The lead article of The Independent tries to adopt a politically balanced position. While noting Darling's performance as a politician as a masterclass of the art, they go on to say: "There is a budget for an election and a budget for the nation's future, and the two are not necessarily the same thing. What Mr Darling did yesterday was to fire the opening salvoes of the election campaign and secure some of the territory from which Labour intends to fight. But he was singularly vague about where the spending axe might eventually have to fall, and his attention to small business overshadowed the expectation of lower public spending that could reduce opportunities for those very same businesses."

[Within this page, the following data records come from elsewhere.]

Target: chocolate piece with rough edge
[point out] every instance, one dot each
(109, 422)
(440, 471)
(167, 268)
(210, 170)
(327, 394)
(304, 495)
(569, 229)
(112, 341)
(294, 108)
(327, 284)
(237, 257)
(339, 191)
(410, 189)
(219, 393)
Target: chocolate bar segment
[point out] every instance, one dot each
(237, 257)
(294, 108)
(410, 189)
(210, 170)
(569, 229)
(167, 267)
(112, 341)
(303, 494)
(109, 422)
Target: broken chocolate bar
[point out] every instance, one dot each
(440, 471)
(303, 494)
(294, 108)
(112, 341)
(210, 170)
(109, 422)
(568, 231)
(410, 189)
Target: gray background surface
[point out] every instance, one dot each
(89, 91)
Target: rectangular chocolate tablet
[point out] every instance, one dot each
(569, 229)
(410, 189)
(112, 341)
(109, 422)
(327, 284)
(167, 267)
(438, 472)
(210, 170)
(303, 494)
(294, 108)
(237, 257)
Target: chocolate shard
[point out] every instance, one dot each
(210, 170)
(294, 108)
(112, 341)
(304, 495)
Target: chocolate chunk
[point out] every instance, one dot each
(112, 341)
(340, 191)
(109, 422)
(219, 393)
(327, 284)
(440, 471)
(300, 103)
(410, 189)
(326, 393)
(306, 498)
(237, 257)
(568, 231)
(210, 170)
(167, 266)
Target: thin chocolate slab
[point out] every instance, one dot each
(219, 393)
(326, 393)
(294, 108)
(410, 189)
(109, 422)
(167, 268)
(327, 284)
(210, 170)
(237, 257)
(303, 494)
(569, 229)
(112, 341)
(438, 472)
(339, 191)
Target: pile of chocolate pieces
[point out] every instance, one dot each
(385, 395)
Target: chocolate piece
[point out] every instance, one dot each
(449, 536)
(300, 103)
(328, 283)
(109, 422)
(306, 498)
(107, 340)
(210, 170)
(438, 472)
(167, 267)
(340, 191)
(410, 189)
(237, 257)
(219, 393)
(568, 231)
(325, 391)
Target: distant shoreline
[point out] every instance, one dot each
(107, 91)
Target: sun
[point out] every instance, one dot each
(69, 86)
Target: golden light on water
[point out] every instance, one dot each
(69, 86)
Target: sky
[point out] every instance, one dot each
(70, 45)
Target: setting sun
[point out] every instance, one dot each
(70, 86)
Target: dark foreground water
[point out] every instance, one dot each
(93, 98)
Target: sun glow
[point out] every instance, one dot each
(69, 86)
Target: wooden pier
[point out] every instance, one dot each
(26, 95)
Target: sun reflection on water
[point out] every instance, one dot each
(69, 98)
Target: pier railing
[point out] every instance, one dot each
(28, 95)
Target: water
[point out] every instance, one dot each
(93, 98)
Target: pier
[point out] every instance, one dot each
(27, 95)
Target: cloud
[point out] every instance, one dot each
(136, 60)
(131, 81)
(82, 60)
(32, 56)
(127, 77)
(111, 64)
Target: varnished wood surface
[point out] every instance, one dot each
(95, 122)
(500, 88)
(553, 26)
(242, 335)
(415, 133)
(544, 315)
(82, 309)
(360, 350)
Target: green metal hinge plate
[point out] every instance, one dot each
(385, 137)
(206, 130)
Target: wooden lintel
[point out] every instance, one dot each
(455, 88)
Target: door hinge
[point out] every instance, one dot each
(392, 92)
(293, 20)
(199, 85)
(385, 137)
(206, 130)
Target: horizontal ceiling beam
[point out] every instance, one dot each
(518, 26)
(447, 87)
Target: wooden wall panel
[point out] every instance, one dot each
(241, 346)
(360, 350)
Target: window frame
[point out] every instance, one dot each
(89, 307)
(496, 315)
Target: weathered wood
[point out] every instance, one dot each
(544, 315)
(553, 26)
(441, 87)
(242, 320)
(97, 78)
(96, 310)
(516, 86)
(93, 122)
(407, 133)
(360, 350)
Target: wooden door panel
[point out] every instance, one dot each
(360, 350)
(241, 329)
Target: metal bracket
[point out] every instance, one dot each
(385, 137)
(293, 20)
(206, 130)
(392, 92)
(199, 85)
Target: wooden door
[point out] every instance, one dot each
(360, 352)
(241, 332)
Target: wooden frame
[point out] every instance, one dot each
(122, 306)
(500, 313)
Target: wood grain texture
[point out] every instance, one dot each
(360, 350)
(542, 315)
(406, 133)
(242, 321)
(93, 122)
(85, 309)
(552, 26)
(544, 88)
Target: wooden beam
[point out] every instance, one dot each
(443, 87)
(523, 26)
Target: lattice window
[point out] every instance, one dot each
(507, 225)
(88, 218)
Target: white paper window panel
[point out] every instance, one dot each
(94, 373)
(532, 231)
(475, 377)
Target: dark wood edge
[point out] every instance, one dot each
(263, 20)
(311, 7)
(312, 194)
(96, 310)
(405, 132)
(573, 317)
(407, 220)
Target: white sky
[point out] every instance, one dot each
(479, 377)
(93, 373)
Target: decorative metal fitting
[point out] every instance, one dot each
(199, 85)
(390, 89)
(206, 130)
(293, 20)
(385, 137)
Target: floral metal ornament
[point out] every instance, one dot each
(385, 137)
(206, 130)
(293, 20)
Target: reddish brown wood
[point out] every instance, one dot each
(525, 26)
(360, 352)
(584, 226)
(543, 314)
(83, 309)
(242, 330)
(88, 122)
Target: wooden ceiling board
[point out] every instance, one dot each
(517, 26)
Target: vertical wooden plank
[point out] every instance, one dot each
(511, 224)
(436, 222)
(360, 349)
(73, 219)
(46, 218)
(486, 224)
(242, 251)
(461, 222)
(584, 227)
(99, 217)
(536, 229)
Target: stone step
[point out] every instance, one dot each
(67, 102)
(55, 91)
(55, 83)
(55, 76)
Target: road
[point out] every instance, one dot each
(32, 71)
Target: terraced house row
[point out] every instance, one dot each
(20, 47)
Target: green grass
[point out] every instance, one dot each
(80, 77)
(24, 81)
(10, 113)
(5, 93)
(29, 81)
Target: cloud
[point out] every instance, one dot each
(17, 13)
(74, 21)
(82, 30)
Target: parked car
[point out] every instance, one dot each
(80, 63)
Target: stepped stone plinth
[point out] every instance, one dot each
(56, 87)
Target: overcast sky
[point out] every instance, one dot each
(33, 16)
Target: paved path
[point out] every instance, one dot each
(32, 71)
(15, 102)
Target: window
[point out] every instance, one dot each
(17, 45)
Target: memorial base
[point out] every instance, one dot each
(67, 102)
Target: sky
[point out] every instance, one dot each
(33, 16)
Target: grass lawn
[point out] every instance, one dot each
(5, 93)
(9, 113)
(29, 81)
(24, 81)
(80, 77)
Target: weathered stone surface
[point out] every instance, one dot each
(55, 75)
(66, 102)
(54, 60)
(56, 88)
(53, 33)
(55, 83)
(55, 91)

As you'd maybe expect, everything is Labour love-in-central over at The Guardian, but in their editorial piece, we did find the stated reservation: "This was a budget without big headline measures for Labour activists to tour around constituency doorsteps – and it was also one that deferred the tough decisions on cuts until after the election."
The Daily Mail has scathing words in it's editorial. They say: "By turns disingenuous, cynical and, let's be blunt, untruthful - the lies by omission in this Budget were simply awesome - yesterday was the moment that Alistair Darling lost his grip on posterity. Instead of an honest attempt to chart this country's route out of terrifying indebtedness, he delivered a Budget for his party and not his country."
It's a similar verdict over at the Daily Express where Patrick O'Flynn writes: "Alistair Darling yesterday delivered an hour-long party election broadcast rather than a genuine Budget. His speech had virtually nothing to offer in terms of repairing shattered public finances."
Edmund Conway in the Daily Telegraph writes: "No sooner had Alistair Darling sat down shortly after lunchtime than the gilt market suddenly crumpled. Investors around the world started selling British government bonds, pulling their money out of the country as fast as possible. As markets closed last night, the stampede was continuing. [...] it was a hint of what could happen if Labour still wields control after the election."
The Sun's editorial concludes in a similar vein, noting: "It is Labour's lack of a detailed plan to reduce the £167billion deficit that places us in greatest peril. Sure enough, the stricken Pound fell further as the world lost more faith in Labour. Unless Labour are dumped, we face Greek-style economic chaos. The shambles was summed up when Mr Darling had to cross a picket line to enter the Commons, with unions promising mayhem if public pay was capped."